Plot – the idea is solid. An overweight couple agree to a weight loss contest competition through a local radio station to win big money. Lose weight and win cash? Everybody win. Except no one wins (more on that in a minute).
Writing – The writing is fluid and well structured. We’re taken through the story of Zoe and Greg by alternating diary entrances they’re required to write during the competition.
Story – There are good takeaways here – the fad diets are fads for a reason, long term commitment and a new way of viewing life is really the only way to take weight off safely and keep it off, depending on your partner and being there for him/her through all the ups and downs (numbers on a scale and otherwise). The relationship between Zoe and Greg was stable and they were sweet with one another. Not many books are centered around a solid, anchored couple. It was refreshing to read that part of it.
Character/Development – Neither Zoe and Greg come across as very likable people, especially Greg. There’s a lot of denigrating remarks in Greg’s diary entries about effeminate men vs “real” men then seemed like a touch of poorly disguised homophobia and misogyny.
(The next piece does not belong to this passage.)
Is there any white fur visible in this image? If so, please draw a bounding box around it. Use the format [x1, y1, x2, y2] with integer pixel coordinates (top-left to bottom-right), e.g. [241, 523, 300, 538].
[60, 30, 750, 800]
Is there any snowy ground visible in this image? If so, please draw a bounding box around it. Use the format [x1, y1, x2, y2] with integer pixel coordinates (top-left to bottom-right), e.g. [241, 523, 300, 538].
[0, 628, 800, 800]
Real men play rugby! Real men only work with a female trainer when they have no other option! Real men eat seven kinds of meat in one meal! Real men think about having affairs all the time! Burps and scratches and body hair! YEAH! The casual references to rape? Do we still really need to tell people that’s not ok? Gah.
I wanted to like Zoe more than I did. Instead of developing her into a character we want to pull for, we’re just told we’re supposed to. It feels a little manipulative when a book is telling the reader “feel sorry for this fat girl who can’t have babies strictly because of her weight” within the first quarter of the book. Also? Not true.
The sketch comedy – The parts that were supposed to be funny (I guess?) read like poorly developed comedy sketches meant to do nothing more than poke fun at the fatties that dare to live a normal life. “Laugh at Zoe when she gets stuck in a dress in a fitting room and ends up in her underwear in front of people! Laugh at Greg who can’t sit in a plastic chair without breaking it! Laugh harder when that chair gets stuck on his ass and needs the help of two people to get it off! Fat people can’t run without falling down! Har har har!”
This book is riddled with clichés and jokes that aren’t true to life. It reads like the author watched ‘Shallow Hal’ or some talk show segment with some pretty girl in a fat suit so he thought he knew what it’s like to be heavy. You want to write a book about living obese in a skinny jeans world? Great. Don’t use your characters to the butt of jokes that seem like they’ve been written by immature fourth grade boys and the local middle school’s mean girls.
Here’s the thing: Being overweight does not transform your life into a Chris Farley sketch.
It could’ve been so much better and it’s too bad that it wasn’t.